Thalamic nuclei segmentation: T1w images were processed through the FreeSurfer (v7.1.1) recon-all stream, which performs cortical and subcortical segmentation, then through the thalamic nuclei segmentation tool giving volumetric data for each thalamic nucleus9. Image quality was assessed qualitatively using the denoised MP2RAGE10 as reference.
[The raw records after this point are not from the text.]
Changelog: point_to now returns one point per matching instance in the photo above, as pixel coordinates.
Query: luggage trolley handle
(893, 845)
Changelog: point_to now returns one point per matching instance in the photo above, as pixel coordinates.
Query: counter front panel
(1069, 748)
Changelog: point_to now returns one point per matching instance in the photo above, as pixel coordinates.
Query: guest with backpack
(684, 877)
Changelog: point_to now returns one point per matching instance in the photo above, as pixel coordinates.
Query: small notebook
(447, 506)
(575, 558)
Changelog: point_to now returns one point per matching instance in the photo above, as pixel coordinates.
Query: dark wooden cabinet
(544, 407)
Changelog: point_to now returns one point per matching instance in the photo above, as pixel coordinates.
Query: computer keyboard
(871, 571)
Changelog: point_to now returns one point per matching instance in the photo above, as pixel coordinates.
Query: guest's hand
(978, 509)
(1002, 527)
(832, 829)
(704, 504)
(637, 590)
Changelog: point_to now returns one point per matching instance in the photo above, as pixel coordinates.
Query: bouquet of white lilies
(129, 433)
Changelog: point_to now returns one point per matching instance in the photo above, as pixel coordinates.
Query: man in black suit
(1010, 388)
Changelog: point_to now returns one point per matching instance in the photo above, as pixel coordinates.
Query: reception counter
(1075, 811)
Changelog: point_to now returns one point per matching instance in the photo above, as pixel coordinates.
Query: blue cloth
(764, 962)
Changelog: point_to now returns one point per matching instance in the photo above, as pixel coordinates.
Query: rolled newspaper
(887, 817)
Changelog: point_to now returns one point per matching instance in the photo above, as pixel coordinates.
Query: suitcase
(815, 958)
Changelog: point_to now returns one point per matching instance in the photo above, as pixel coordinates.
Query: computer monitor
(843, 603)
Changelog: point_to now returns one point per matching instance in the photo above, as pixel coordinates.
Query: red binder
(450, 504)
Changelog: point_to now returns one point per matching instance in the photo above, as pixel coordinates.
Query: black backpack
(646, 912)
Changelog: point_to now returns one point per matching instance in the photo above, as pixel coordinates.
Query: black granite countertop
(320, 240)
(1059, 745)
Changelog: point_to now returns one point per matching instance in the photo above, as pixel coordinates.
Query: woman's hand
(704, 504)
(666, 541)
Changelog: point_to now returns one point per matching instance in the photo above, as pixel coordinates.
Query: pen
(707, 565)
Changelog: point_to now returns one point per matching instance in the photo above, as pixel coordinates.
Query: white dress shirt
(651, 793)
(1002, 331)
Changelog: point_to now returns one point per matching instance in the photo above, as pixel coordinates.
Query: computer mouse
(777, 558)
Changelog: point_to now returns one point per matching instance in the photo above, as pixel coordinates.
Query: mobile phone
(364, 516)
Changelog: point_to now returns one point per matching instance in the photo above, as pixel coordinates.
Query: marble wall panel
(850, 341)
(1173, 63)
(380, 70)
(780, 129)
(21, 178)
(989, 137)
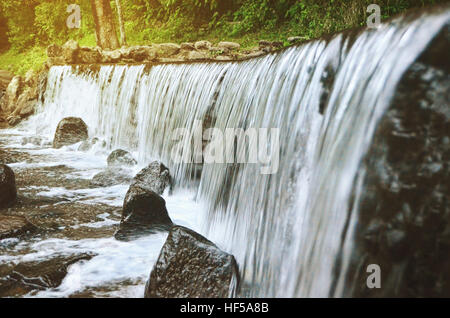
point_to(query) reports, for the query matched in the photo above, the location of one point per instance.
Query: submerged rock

Statistical analysis: Given volume hemispheric similarities with this small sample size, only right thalamic nuclei are presented. The non-parametric Friedman rank sum test was used to assess sequence effects on the volumes of the whole thalamus and thalamic nuclei. Coefficients of variation (CV) were used as a measure of volume diversity across sequences for the whole thalamus and major thalamic nuclei (PuM: pulvinar medial, VPL: ventral posterolateral, VLp: ventral lateral posterior, MDm: mediodorsal medial magnocellular, VLa: ventral lateral anterior, VA: ventral anterior, MDI: mediodorsal lateral parvocellular, LGN: lateral geniculate). Results
Fig. 1 shows T1w data in a sample subject for qualitative image quality comparisons across MPRAGE variants. Image contrast is well preserved with acceleration, with expected increased image blurring at higher accelerations. Fig. 2 shows FreeSurfer automated thalamic parcellations across sequences in a sample subject. We observed overall good qualitative agreement of the spatial segmentations between MP2RAGE and both CS-MPRAGE. Fig. 3 shows volumetric findings of the whole thalamus and thalamic nuclei across sequences, respectively. The Friedman test revealed significant sequence effects in nuclei VLp (χ²(3)=12.6, padj<0.01), VLa (χ²(3)=13, padj<0.01), MDm (χ²(3)=12.6, padj<0.01) and MDl (χ²(3)=11, padj<0.05). Fig. 4 shows volume variations (CV) of whole thalamus and thalamic nuclei across sequences, overall below 15%. Table 1 lists the median whole thalamic and thalamic nuclei volumes for the various sequences.Discussion
In agreement with previous 3T studies, we find that acceleration of brain T1w anatomical images to about 1 min acquisition is possible without significant loss of data quality6,7,8,11. Upon visual inspection, thalamic nuclei segmentation quality was in good agreement with the literature9,12, as well as volumetric values9,13,14. The choice of MPRAGE sequence variants introduces variability, but this remains under 15% for the whole thalamus and major thalamic nuclei. We found significant sequence effects in nuclei VLp, VLa, MDm, and MDl. The trend suggests a bias towards larger thalamic nuclei volumes for CS-MP2RAGE. These findings need further evaluation with a larger sample size.Acknowledgements
This work was supported by funding from the Municipality of the City of Rovereto (Trento), Italy, for the project “Advanced neuroimaging to study aging”.
Disclosure
Tobias Kober is an employee of Siemens Healthineers International AG Switzerland, owns stocks of Siemens Healthineers and holds patents filed by Siemens Healthineers.